"""
Task Matcher - Evaluate repository relevance to specific tasks.

This module provides functionality to match repositories with tasks using
LLM-based scoring or rule-based heuristics.
"""

import json
import logging
from typing import Dict, List, Optional, Callable

logger = logging.getLogger(__name__)


class TaskMatcher:
    """
    Match repositories with tasks and score relevance.
    
    Supports two modes:
    1. LLM-based scoring (requires LLM client)
    2. Heuristic-based scoring (keyword matching, no LLM required)
    """
    
    # Scoring dimensions and their weights
    DIMENSION_WEIGHTS = {
        'Algorithm Match': 0.20,
        'Domain Applicability': 0.15,
        'Data Processing Capability': 0.15,
        'Model Implementation Quality': 0.15,
        'Experimental Results': 0.20,
        'Code Readability': 0.10,
        'Structure Organization': 0.05,
        'Scalability': 0.05
    }
    
    def __init__(self, llm_client: Optional[Callable] = None):
        """
        Initialize task matcher.
        
        Args:
            llm_client: Optional LLM client function that takes messages and returns JSON
                       Should have signature: func(messages: List[Dict], json_format: bool) -> Dict
        """
        self.llm_client = llm_client
    
    def match_single_repo(self, task: Dict, repo_context: str, 
                         use_llm: bool = True) -> Dict:
        """
        Match a single repository to a task.
        
        Args:
            task: Task description dictionary with keys like 'task_description', 'keywords'
            repo_context: Repository context string (from ContextBuilder)
            use_llm: Whether to use LLM for scoring (requires llm_client)
            
        Returns:
            Dictionary with relevance scores and dimensions
        """
        if use_llm and self.llm_client:
            return self._llm_based_matching(task, repo_context)
        else:
            return self._heuristic_based_matching(task, repo_context)
    
    def match_multiple_repos(self, task: Dict, repos: List[Dict],
                           use_llm: bool = True, batch_size: int = 5) -> List[Dict]:
        """
        Match multiple repositories to a task.
        
        Args:
            task: Task description dictionary
            repos: List of repository information dicts with 'context' key
            use_llm: Whether to use LLM for scoring
            batch_size: Number of repos to process in one LLM call
            
        Returns:
            List of repos with added scoring information
        """
        if use_llm and self.llm_client:
            return self._llm_batch_matching(task, repos, batch_size)
        else:
            results = []
            for repo in repos:
                repo_context = repo.get('context', '')
                scores = self._heuristic_based_matching(task, repo_context)
                repo.update(scores)
                results.append(repo)
            return results
    
    def _llm_based_matching(self, task: Dict, repo_context: str) -> Dict:
        """Use LLM to score repository relevance."""
        if not self.llm_client:
            raise ValueError("LLM client not configured")
        
        task_desc = task.get('task_description', str(task))
        
        system_prompt = """You are a professional code review expert skilled at analyzing the relevance of code repositories to specific tasks.
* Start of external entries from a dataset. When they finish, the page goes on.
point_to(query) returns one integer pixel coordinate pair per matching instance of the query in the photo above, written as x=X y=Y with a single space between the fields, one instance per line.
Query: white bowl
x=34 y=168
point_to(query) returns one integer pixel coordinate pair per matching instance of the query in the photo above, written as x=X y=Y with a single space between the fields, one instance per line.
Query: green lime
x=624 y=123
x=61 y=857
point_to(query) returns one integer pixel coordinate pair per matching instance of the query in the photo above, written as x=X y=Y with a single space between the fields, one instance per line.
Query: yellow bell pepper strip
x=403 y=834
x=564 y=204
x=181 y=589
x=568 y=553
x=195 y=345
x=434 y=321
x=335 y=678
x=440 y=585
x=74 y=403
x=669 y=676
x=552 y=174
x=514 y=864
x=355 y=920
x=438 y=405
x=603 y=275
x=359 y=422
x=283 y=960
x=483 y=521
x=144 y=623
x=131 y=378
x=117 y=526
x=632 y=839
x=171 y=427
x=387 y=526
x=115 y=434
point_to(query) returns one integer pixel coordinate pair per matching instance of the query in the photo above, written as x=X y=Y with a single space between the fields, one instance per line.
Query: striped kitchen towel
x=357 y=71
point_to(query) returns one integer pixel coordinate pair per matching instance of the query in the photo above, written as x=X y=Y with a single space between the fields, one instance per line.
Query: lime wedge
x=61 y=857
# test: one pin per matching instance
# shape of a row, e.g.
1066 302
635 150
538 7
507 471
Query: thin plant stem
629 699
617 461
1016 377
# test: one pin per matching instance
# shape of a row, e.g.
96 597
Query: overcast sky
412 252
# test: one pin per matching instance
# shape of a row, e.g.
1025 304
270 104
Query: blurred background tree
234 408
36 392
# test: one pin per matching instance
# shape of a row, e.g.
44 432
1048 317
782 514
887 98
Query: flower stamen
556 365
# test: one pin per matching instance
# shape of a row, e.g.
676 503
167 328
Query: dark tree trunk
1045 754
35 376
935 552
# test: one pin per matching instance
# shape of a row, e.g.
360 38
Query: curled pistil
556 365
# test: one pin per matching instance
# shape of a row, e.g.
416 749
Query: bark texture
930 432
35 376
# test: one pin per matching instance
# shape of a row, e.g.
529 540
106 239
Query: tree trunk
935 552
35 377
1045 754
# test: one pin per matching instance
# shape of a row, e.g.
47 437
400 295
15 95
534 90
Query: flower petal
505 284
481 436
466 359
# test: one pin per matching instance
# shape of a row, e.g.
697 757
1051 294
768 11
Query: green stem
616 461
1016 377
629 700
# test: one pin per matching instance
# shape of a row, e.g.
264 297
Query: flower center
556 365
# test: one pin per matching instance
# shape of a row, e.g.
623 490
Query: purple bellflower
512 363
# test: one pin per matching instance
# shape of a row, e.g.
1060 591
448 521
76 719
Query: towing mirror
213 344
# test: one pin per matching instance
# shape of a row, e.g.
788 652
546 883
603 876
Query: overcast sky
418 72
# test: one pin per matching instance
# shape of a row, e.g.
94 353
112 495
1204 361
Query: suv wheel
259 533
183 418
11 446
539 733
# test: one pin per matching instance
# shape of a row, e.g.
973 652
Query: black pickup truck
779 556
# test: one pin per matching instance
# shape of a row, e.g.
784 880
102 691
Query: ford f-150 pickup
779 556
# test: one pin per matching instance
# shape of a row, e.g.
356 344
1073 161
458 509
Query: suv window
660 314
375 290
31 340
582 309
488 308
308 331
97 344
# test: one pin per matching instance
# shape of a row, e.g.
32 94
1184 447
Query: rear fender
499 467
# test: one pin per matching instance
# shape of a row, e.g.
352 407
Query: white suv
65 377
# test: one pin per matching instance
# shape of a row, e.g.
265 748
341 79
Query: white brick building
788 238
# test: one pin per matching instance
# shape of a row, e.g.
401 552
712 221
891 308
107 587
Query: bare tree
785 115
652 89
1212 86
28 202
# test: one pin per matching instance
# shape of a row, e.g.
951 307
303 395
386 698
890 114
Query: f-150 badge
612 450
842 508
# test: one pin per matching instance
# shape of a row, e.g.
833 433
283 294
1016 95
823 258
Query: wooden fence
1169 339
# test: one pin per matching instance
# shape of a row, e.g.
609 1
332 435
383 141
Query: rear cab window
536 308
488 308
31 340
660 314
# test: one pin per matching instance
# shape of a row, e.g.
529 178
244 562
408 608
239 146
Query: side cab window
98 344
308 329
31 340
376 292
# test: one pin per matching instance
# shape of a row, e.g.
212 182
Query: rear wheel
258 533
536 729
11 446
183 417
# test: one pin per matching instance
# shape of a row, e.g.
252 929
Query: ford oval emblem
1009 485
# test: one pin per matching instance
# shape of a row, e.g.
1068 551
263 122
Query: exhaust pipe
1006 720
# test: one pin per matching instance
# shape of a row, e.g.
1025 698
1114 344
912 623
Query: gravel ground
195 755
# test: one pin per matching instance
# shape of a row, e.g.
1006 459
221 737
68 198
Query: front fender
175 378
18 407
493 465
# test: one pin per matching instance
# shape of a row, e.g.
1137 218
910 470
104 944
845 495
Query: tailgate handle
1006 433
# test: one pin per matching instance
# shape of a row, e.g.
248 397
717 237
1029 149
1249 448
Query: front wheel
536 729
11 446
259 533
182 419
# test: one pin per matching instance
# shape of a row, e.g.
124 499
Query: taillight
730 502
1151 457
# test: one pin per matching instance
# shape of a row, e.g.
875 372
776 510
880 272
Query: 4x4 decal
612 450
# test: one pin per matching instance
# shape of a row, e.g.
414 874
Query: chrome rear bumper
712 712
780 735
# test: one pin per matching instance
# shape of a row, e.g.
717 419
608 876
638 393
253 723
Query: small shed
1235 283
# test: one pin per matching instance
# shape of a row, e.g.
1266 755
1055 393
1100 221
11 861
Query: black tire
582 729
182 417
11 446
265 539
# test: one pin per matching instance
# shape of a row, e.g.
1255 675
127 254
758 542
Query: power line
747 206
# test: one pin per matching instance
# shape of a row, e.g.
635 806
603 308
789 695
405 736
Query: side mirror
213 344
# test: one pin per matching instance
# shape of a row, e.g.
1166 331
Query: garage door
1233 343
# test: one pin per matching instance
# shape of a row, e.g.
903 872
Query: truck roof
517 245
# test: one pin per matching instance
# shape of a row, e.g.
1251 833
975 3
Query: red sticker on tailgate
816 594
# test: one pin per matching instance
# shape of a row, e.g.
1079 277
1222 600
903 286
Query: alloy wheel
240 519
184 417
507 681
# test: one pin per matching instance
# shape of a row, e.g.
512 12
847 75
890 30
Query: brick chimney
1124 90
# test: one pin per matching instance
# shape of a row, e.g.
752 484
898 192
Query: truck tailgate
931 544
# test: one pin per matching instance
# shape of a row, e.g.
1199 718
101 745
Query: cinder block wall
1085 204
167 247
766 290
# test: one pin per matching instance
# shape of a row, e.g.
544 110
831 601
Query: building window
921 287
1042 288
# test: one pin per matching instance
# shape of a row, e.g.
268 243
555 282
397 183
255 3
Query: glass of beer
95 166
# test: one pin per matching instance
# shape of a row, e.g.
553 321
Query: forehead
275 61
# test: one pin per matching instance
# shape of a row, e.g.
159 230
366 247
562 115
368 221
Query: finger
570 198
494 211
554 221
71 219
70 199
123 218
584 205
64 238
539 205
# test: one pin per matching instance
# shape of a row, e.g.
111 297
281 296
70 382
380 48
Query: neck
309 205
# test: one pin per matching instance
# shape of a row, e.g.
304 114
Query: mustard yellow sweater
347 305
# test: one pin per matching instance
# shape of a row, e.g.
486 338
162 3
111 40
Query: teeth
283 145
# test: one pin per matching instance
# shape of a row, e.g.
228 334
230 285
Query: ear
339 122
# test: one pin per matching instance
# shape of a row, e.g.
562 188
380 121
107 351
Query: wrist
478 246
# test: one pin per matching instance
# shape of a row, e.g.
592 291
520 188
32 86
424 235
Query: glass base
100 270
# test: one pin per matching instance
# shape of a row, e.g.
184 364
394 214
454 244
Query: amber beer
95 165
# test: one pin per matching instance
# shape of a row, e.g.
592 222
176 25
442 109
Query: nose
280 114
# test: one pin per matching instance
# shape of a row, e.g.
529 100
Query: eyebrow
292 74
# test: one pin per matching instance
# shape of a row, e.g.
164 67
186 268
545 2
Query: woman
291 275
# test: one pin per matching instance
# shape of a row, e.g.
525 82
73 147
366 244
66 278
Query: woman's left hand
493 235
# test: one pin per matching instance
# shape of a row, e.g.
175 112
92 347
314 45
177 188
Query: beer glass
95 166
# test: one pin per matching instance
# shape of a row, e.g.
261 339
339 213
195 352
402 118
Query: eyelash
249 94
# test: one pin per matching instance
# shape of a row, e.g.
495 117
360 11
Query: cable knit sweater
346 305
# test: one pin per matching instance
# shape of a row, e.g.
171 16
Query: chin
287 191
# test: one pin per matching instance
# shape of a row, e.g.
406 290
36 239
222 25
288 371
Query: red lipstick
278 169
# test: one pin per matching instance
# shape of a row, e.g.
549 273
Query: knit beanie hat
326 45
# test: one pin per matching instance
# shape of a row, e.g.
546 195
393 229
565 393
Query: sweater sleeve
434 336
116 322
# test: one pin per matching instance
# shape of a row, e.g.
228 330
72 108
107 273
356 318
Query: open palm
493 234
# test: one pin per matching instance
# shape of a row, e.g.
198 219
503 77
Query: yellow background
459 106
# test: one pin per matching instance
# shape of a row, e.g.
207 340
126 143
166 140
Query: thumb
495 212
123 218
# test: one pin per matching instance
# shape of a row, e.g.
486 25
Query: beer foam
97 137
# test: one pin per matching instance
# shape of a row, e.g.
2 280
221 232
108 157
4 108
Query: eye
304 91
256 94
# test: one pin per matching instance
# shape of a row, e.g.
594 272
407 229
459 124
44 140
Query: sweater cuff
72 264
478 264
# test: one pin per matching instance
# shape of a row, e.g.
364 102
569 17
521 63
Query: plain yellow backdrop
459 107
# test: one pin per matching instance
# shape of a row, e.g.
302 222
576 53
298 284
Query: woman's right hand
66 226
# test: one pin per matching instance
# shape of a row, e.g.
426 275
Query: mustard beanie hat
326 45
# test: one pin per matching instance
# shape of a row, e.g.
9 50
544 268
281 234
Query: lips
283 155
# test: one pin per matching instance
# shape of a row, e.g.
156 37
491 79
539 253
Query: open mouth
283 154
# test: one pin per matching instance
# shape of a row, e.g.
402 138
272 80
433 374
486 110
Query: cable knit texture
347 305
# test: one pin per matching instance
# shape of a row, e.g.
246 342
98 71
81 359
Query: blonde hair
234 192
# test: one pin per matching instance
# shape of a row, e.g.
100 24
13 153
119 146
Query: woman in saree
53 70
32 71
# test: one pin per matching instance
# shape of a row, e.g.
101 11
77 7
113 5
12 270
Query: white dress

Your task: Carefully read the task description and repository context provided by the user. Determine whether the repository contains code that helps solve the task.

Evaluate the repository from the following dimensions (score 0 or 1):
1. Algorithm Match: Does the code algorithm match task requirements
2. Domain Applicability: Is the code applicable to the task domain
3. Data Processing Capability: Comprehensive data processing functions
4. Model Implementation Quality: High-quality model implementation
5. Code Readability: Clear and readable code
6. Structure Organization: Reasonable project structure
7. Experimental Results: Good experimental results
8. Scalability: Easy to extend

Additionally, provide an overall score (1-10) considering code quality, task matching, and implementation completeness.

Return ONLY valid JSON format:
{"Algorithm Match": 0 or 1, "Domain Applicability": 0 or 1, "Data Processing Capability": 0 or 1, "Model Implementation Quality": 0 or 1, "Code Readability": 0 or 1, "Structure Organization": 0 or 1, "Experimental Results": 0 or 1, "Scalability": 0 or 1, "Overall Score": 1-10}"""
        
        user_prompt = f"""Task Description:
{task_desc}

Repository Context:
{repo_context[:6000]}  

Evaluate the repository's relevance to the task."""
        
        try:
            response = self.llm_client(
                messages=[
                    {"role": "system", "content": system_prompt},
                    {"role": "user", "content": user_prompt}
                ],
                json_format=True
            )
            
            # Calculate weighted score
            dimension_score = sum(
                response.get(dim, 0) * weight 
                for dim, weight in self.DIMENSION_WEIGHTS.items()
            )
            
            overall_score = response.get("Overall Score", 0) / 10.0
            total_score = dimension_score * 0.6 + overall_score * 0.4
            
            return {
                'relevance_score': total_score,
                'dimensions': response,
                'scoring_method': 'llm'
            }
            
        except Exception as e:
            logger.error(f"LLM scoring error: {e}")
            return self._heuristic_based_matching(task, repo_context)
    
    def _llm_batch_matching(self, task: Dict, repos: List[Dict], 
                           batch_size: int) -> List[Dict]:
        """Use LLM to score multiple repositories in batches."""
        if not self.llm_client:
            raise ValueError("LLM client not configured")
        
        task_desc = task.get('task_description', str(task))
        results = []
        
        # Process in batches
        for i in range(0, len(repos), batch_size):
            batch = repos[i:i+batch_size]
            
            # Construct batch prompt
            repos_info = []
            for idx, repo in enumerate(batch):
                context = repo.get('context', '')[:4000]  # Limit context size
                repos_info.append(f"Repository {idx+1}:\n{context}\n")
            
            system_prompt = """You are a professional code review expert. Evaluate multiple repositories for their relevance to a specific task.

Score each repository from these dimensions (0 or 1):
1. Algorithm Match
2. Domain Applicability  
3. Data Processing Capability
4. Model Implementation Quality
5. Code Readability
6. Structure Organization
7. Experimental Results
8. Scalability

Also provide an overall score (1-10) for each repository.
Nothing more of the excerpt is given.